Transmembrane topology of a CLC chloride channel

Abstract

CLC chloride channels form a large and conserved gene family unrelated to other channel proteins. Knowledge of the transmembrane topology of these channels is important for understanding the effects of mutations found in human myotonia and inherited hypercalciuric kidney stone diseases and for the interpretation of structure-function studies. We now systematically study the topology of human ClC-1, a prototype CLC channel that is defective in human myotonia. Using a combination of in vitro glycosylation scanning and protease protection assays, we show that both N and C termini face the cytoplasm and demonstrate the presence of 10 (or less likely 12) transmembrane spans. Difficult regions were additionally tested by inserting cysteines and probing the effect of cysteine-modifying reagents on ClC-1 currents.

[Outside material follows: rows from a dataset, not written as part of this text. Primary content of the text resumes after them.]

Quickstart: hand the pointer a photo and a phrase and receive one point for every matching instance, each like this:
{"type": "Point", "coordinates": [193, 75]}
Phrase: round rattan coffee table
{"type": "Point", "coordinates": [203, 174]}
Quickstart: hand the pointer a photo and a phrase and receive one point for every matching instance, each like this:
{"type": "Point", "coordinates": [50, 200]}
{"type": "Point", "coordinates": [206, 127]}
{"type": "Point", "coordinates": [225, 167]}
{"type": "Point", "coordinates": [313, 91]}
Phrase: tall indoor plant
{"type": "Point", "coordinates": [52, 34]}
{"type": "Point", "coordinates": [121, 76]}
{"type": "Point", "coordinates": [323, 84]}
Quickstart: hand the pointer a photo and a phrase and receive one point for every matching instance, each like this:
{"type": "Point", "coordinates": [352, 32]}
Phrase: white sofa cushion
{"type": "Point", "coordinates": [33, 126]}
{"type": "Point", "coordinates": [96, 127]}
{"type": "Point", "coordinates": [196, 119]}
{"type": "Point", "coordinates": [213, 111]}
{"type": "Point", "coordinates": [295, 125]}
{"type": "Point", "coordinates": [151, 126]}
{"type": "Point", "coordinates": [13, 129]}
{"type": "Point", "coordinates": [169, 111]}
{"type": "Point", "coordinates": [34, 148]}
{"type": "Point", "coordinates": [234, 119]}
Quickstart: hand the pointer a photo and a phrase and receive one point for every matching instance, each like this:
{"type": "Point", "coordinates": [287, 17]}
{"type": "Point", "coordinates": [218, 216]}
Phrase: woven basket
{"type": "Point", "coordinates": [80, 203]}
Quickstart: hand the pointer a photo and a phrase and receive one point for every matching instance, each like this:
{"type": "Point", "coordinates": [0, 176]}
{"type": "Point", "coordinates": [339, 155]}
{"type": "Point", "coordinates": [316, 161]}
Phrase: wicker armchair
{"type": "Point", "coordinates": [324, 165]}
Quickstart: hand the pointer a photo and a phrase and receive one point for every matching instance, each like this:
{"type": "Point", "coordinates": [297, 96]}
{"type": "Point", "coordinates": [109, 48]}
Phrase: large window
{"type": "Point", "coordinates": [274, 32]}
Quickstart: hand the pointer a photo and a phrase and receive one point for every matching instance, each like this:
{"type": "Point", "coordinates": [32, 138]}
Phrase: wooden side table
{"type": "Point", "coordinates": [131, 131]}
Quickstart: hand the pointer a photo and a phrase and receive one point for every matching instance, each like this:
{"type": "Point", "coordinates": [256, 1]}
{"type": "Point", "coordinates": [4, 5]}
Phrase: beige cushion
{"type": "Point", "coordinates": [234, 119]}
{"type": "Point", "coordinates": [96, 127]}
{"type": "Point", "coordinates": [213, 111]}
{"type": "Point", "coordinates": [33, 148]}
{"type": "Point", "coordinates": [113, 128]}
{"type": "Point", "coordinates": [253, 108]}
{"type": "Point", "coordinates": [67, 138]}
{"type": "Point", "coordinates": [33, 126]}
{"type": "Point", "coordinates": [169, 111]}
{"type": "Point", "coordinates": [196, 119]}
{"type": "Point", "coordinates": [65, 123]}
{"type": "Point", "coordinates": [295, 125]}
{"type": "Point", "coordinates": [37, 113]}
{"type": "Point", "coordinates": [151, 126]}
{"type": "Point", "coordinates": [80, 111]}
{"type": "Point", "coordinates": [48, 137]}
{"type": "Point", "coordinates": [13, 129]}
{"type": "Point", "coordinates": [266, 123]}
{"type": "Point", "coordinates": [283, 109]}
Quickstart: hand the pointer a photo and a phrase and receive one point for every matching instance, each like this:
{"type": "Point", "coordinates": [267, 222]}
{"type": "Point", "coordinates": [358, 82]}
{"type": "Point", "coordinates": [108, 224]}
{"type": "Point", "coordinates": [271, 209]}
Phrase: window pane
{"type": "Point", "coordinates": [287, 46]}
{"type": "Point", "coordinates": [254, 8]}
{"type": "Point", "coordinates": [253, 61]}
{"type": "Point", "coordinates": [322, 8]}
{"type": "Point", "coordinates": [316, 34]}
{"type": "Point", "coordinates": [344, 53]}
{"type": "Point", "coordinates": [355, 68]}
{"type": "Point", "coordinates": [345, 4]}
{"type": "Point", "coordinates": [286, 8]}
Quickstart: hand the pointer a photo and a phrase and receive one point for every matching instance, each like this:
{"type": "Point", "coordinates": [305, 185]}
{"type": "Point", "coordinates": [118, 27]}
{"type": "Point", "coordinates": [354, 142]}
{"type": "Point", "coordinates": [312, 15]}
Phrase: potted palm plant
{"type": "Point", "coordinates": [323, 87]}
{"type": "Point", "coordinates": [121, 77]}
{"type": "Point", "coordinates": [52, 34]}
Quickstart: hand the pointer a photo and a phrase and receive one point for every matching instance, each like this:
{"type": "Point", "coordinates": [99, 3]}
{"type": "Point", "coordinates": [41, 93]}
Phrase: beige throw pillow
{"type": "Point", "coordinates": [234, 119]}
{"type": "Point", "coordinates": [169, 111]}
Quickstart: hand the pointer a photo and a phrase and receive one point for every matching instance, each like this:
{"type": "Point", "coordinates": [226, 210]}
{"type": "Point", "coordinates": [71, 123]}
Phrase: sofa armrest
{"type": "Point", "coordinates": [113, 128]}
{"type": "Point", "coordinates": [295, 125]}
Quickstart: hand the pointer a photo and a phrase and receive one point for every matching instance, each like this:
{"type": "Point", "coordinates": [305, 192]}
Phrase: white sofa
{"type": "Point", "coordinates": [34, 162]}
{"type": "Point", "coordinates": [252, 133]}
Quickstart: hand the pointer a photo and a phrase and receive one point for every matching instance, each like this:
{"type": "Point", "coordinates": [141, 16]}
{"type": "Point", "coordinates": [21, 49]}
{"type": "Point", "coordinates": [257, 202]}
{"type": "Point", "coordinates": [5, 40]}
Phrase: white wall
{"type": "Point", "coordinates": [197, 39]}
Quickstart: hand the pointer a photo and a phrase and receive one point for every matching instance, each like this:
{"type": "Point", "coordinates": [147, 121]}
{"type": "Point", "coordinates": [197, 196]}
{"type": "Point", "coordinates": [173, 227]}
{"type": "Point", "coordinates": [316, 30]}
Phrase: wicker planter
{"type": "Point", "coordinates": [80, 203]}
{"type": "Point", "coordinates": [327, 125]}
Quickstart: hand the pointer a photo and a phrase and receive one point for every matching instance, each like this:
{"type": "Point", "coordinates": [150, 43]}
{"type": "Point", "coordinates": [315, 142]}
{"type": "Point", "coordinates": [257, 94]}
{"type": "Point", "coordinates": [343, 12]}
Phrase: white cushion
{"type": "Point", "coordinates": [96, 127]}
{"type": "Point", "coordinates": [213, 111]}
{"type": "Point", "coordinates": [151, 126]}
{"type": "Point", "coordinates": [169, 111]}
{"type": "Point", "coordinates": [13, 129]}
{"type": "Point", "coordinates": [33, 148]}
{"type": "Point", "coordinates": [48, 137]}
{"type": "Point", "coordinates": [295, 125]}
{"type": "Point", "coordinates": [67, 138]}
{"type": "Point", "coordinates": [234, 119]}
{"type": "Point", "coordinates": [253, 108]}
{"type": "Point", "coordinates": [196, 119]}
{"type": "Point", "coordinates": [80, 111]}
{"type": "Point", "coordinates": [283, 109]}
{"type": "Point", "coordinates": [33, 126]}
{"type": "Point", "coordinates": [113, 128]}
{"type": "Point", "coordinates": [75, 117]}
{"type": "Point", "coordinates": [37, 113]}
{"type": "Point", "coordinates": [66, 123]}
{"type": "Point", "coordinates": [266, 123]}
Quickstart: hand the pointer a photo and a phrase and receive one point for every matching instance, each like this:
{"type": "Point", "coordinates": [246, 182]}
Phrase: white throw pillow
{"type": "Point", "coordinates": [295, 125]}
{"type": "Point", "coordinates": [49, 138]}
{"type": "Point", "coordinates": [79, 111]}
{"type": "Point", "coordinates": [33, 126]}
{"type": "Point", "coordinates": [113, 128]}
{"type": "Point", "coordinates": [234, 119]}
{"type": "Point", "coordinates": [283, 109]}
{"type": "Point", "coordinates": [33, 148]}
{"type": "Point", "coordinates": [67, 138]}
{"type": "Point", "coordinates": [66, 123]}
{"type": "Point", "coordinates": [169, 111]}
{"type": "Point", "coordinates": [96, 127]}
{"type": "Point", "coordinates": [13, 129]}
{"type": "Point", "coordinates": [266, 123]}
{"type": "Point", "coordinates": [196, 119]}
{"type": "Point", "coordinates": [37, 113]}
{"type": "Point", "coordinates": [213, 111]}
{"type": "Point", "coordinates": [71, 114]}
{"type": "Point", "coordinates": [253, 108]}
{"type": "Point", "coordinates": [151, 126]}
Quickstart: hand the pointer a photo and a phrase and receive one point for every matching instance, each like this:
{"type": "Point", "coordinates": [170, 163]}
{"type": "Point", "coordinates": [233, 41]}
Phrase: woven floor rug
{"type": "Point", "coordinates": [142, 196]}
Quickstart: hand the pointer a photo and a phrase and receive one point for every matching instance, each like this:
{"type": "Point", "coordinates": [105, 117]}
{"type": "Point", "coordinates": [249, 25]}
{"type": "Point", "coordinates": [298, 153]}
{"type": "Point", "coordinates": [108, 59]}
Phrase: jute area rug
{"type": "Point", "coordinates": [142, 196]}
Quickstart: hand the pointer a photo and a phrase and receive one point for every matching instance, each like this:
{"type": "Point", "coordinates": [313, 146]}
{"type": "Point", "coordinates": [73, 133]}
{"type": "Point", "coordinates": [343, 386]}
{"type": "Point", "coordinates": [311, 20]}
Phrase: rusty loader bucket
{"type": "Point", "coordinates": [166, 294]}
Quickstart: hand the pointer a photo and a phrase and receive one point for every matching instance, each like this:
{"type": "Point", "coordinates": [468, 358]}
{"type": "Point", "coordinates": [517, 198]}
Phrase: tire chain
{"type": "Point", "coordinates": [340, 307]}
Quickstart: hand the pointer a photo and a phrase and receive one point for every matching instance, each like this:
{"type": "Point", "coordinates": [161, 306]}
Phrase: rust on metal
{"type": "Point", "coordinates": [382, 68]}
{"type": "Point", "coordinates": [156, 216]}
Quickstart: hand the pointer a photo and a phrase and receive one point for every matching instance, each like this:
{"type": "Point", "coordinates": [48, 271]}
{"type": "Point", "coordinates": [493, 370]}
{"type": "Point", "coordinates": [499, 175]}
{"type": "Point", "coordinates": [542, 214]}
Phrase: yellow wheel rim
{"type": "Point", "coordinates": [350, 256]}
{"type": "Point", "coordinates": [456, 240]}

The results show that D3 crosses the membrane and D4 does not, and that L549 between D11 and D12 is accessible from the outside. Further, since the modification of cysteines introduced between D11 and D12 and at the extracellular end of D3 strongly affect ClC-1 currents, these regions are suggested to be important for ion permeation.

Figure 1

Topological model of human ClC-1 illustrating the constructs used in this work. Hydrophobic domains are labeled D1 to D13 according to the original nomenclature for ClC-0 (5) based on Kyte–Doolittle hydropathy analysis. For amino acid sequence, see ref. . WT-glycosylation is represented by a branched line in loop D8/D9. An unused glycosylation site after D13 is indicated by an asterisk. Insertion sites of glycosylation transplants are indicated by triangles (solid = glycosylation positive), fusion sites with prolactin by ball-and-stick (solid = proteinase protection positive) after the amino acids shown in open circles. Amino acids in black have been replaced by cysteines and are sensitive to cysteine specific reagents.

Figure 2

Autoradiograph of in vitro translation products with glycosylation sites engineered between hydrophobic domains. RNA was translated in reticulocyte lysate in absence (−) or presence (+) of microsomal membranes. All constructs are shortened at the C terminus as indicated by ΔC. WTΔC contains the native glycosylation site. In NQΔC the glycosylation site is removed by mutating N430 to Q. “T” in other constructs indicates the standard glycosylation transplant, “T*” the longer variant, and the flanking numbers the respective hydrophobic domains. Numbers at left indicate the molecular mass in kDa.

Figure 3

Two-electrode voltage clamp experiments of Xenopus oocytes expressing full-length glycosylation constructs. Mean conductance at −40 mV of WT ClC-1 and its mutants in comparison to water injected control oocytes (mean ± SEM, n = 4 to 9). (Inset) Pulse protocol and typical current traces for WT and constructs 1T2, 4T*5, and 6T7.

Figure 4

Proteinase protection assay. Increasing portions of ClC-1 starting at the N terminus (N) were fused C-terminally to a prolactin reporter-epitope (Prl). Numbers indicate the last hydrophobic domain of ClC-1 that is included in the fusion protein. In vitro translation was performed in the presence of pancreatic microsomes. Products were treated with proteinase K with (+) or without (−) Triton X-100. Controls were treated equivalently, but proteinase K and detergent were omitted (−/−).

Figure 5

Testing of individual domains for their topogenic activity. Modular fusions of individual domains with the ClC-1 N terminus and the prolactin reporter epitope. In construct SPD4Prl the N terminus is formed by the signal sequence of pre-prolactin (SP). (Upper) Immunoblot of in vitro translation products treated as described above. (Lower) Schematic drawings of topologies compatible with the experimental results.

Figure 6

Effects of MTSES on Xenopus oocytes expressing ClC-1 WT or cysteine mutants indicated in Fig. 1. (Upper) Examples of current traces. (Lower) Relative changes in conductance at −40 mV 3 min after application of 10 mM MTSES (mean ± SEM, n = 5 to 9) and subsequent washout.